Find the gravitational force of attraction between the ring and sphere as shown in the diagram, where the plane of the ring is perpendicular to the line joining the centres. If $$\sqrt{8}R$$ is the distance between the centres of a ring (of mass $$m$$) and a sphere (mass $$M$$) where both have equal radius $$R$$.

Let the centre of the sphere be $$O$$ and the centre of the ring be $$C$$. The line $$OC$$ is taken as the $$z$$-axis. Given radius of both sphere and ring $$= R$$,     distance between centres $$OC=d=\sqrt{8}R$$.

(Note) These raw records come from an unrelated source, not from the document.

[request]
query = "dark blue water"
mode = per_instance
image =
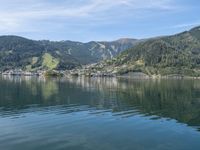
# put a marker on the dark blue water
(99, 114)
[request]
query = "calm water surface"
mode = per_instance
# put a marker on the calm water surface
(99, 114)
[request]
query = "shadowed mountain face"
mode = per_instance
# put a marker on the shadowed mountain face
(18, 52)
(177, 54)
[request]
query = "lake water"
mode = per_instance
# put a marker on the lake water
(99, 114)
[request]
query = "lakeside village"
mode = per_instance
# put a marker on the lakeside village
(20, 72)
(87, 70)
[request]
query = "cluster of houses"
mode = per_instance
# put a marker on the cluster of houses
(19, 72)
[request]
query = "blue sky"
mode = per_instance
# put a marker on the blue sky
(86, 20)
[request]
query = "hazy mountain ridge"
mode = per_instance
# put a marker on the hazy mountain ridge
(26, 54)
(176, 54)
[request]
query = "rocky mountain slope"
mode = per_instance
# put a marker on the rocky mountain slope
(169, 55)
(21, 53)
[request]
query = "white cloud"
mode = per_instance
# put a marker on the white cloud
(20, 15)
(186, 25)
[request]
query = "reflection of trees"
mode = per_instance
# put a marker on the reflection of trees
(176, 99)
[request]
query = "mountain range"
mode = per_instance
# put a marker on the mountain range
(21, 53)
(160, 56)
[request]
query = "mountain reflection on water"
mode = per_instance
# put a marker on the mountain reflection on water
(170, 99)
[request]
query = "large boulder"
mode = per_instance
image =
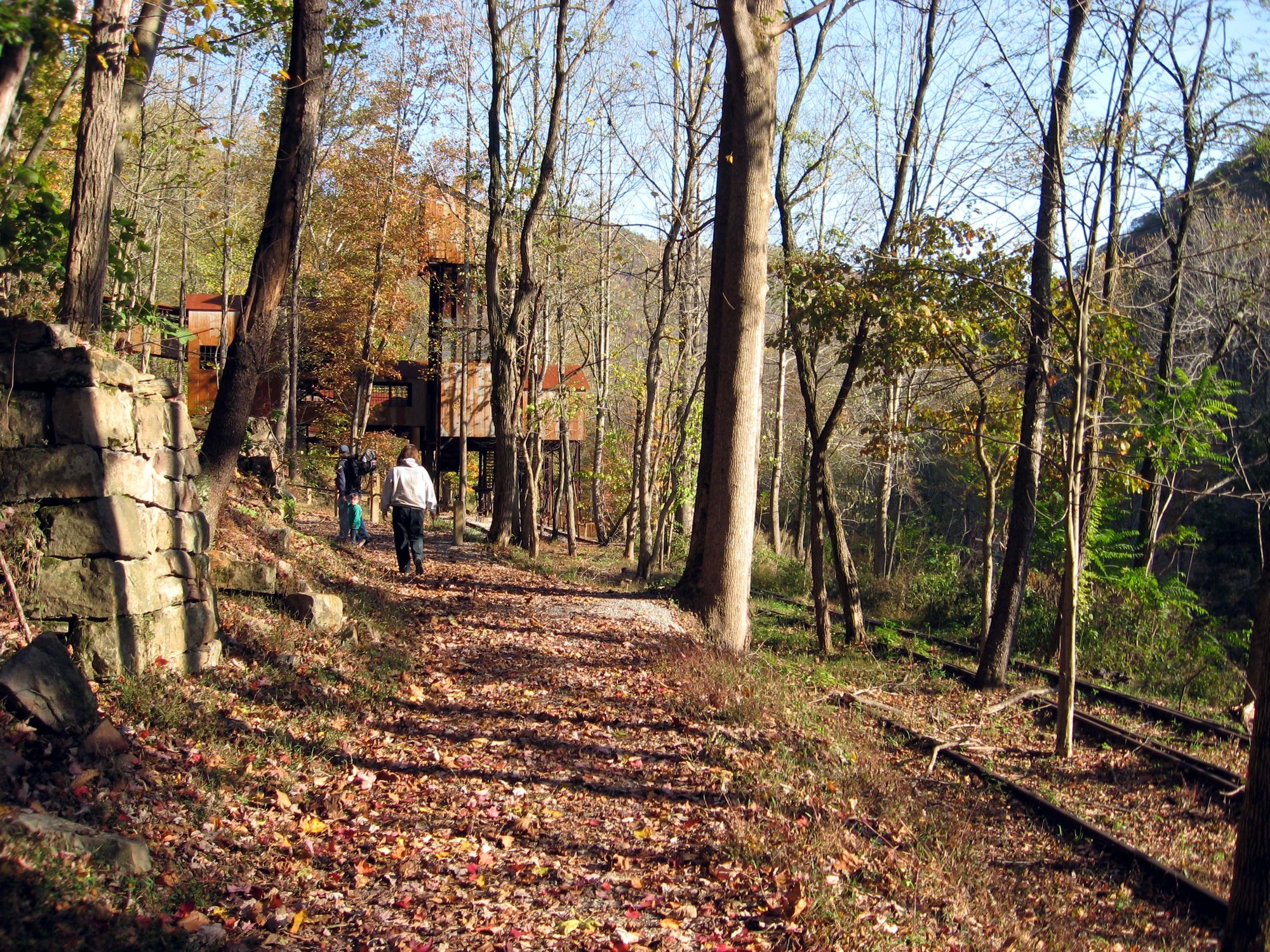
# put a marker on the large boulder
(232, 574)
(25, 423)
(96, 417)
(40, 682)
(68, 367)
(181, 639)
(111, 526)
(104, 587)
(321, 612)
(131, 856)
(65, 473)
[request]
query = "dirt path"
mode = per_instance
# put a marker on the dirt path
(493, 764)
(562, 795)
(501, 761)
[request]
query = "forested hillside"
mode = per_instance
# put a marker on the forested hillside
(918, 354)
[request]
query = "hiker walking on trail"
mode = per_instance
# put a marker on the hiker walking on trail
(408, 491)
(349, 480)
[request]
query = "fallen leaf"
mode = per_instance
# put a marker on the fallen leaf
(194, 922)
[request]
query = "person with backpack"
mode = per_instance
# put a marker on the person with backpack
(344, 469)
(349, 480)
(410, 493)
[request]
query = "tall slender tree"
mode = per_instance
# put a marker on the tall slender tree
(258, 317)
(88, 247)
(995, 657)
(717, 577)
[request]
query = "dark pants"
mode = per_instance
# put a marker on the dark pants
(408, 535)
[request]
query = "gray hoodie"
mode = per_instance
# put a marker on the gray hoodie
(410, 484)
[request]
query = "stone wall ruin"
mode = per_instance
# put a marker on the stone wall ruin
(98, 461)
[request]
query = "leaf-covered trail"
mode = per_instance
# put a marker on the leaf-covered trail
(530, 781)
(500, 761)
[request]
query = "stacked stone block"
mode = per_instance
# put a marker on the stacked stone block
(101, 463)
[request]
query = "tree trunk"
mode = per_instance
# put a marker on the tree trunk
(90, 241)
(147, 36)
(55, 114)
(816, 511)
(801, 550)
(506, 327)
(779, 454)
(690, 583)
(258, 315)
(844, 565)
(1248, 923)
(722, 591)
(990, 516)
(995, 658)
(886, 486)
(15, 59)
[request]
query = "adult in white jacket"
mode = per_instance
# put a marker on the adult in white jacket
(408, 491)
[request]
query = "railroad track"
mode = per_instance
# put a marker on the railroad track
(1174, 882)
(1226, 783)
(1120, 699)
(1159, 713)
(1166, 878)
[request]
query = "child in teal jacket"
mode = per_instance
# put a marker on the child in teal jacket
(356, 525)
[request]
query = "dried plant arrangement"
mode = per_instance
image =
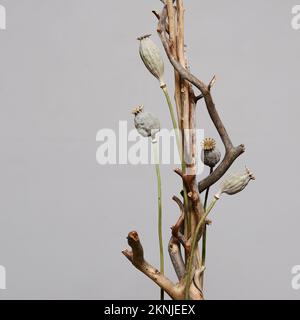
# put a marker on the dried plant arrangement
(187, 245)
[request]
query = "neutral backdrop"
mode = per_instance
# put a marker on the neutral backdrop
(69, 68)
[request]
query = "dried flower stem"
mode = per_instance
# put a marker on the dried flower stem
(204, 237)
(159, 201)
(196, 235)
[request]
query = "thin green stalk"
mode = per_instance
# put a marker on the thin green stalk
(159, 200)
(180, 148)
(203, 259)
(173, 118)
(193, 246)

Because $$d \gt R$$, the whole ring lies outside the sphere. According to Newton’s shell theorem, the gravitational field produced by a uniform solid sphere at an external point is the same as that produced by a point mass $$M$$ placed at its centre. Hence each element of the ring experiences a force directed towards $$O$$ whose magnitude is

$$dF=\frac{G\,M\,dm}{r^{2}}$$

where $$dm$$ is the mass of the element and $$r$$ is its distance from $$O$$.

Distance $$r$$ of any ring element from the sphere centre
Each element of the ring has cylindrical co-ordinates $$\rho =R,\; z=d=\sqrt{8}R$$. Thus

$$r=\sqrt{\rho^{2}+z^{2}}=\sqrt{R^{2}+(\sqrt{8}R)^{2}}=\sqrt{9R^{2}}=3R$$.

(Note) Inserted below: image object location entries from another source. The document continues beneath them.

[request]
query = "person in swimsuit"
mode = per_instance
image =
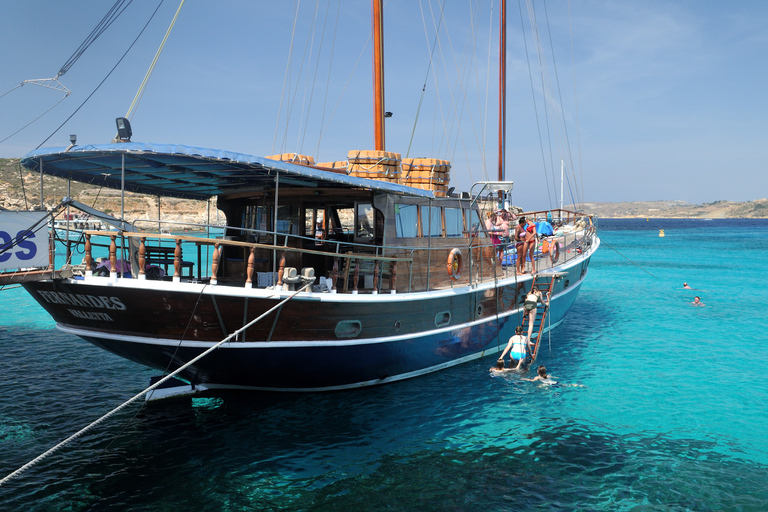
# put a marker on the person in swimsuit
(502, 224)
(530, 244)
(491, 226)
(518, 347)
(530, 306)
(542, 377)
(520, 236)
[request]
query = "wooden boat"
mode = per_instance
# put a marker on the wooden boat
(380, 270)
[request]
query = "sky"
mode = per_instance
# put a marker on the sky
(642, 99)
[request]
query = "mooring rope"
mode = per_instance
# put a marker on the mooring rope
(150, 388)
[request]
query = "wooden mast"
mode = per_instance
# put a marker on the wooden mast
(502, 86)
(378, 74)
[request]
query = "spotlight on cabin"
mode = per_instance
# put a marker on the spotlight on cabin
(123, 129)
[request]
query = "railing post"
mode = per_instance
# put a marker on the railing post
(214, 263)
(112, 257)
(249, 272)
(355, 276)
(334, 274)
(88, 259)
(280, 269)
(142, 257)
(177, 261)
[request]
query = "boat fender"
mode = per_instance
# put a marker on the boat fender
(554, 252)
(454, 264)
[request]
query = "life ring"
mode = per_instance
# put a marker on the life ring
(554, 252)
(454, 264)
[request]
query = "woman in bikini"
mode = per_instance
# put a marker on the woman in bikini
(520, 235)
(530, 244)
(530, 306)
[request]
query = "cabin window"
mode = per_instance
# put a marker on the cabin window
(475, 223)
(406, 220)
(257, 218)
(364, 222)
(431, 223)
(347, 220)
(454, 222)
(348, 328)
(288, 220)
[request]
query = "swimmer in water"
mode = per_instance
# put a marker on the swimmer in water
(546, 379)
(542, 376)
(518, 347)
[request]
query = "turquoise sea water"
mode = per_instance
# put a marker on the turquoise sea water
(671, 416)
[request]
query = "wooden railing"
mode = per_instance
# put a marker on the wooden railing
(347, 269)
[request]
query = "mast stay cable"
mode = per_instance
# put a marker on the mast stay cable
(105, 78)
(140, 92)
(147, 390)
(53, 83)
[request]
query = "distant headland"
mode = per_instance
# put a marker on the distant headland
(14, 196)
(757, 209)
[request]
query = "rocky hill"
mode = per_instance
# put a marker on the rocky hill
(20, 190)
(680, 209)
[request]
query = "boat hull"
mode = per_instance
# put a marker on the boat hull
(300, 346)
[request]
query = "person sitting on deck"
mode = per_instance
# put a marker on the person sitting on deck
(530, 245)
(520, 236)
(530, 306)
(518, 347)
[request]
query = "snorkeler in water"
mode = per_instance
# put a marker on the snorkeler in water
(542, 376)
(546, 379)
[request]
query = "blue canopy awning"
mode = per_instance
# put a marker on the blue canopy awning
(188, 172)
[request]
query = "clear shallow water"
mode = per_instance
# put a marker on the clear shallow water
(671, 416)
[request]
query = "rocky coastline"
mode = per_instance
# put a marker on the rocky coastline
(20, 190)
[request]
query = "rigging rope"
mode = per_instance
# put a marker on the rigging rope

Component of the elemental force along the axis
The angle $$\theta$$ between the line $$O$$ to the element and the axis is given by

$$\cos\theta=\frac{z}{r}=\frac{\sqrt{8}R}{3R}= \frac{\sqrt{8}}{3}.$$

Therefore the axial component of the elemental force is

$$dF_z=dF\,\cos\theta =\frac{G\,M\,dm}{(3R)^{2}}\;\frac{\sqrt{8}}{3} =\frac{G\,M\,dm}{9R^{2}}\;\frac{\sqrt{8}}{3} =\frac{\sqrt{8}}{27}\,\frac{G\,M\,dm}{R^{2}}.$$

Net force on the ring
Because of symmetry, the transverse components (perpendicular to the axis) cancel when integrated around the ring, whereas all axial components add. Integrating $$dm$$ over the whole ring simply gives its total mass $$m$$:

$$F=\int dF_z =\frac{\sqrt{8}}{27}\,\frac{G\,M}{R^{2}}\int dm =\frac{\sqrt{8}}{27}\,\frac{G\,M\,m}{R^{2}}.$$

The force acts along the line joining the two centres, attracting the ring and sphere towards each other.

Hence the gravitational force of attraction is $$\boxed{\displaystyle F=\frac{\sqrt{8}}{27}\,\frac{G\,M\,m}{R^{2}}}.$$ So the correct option is Option D.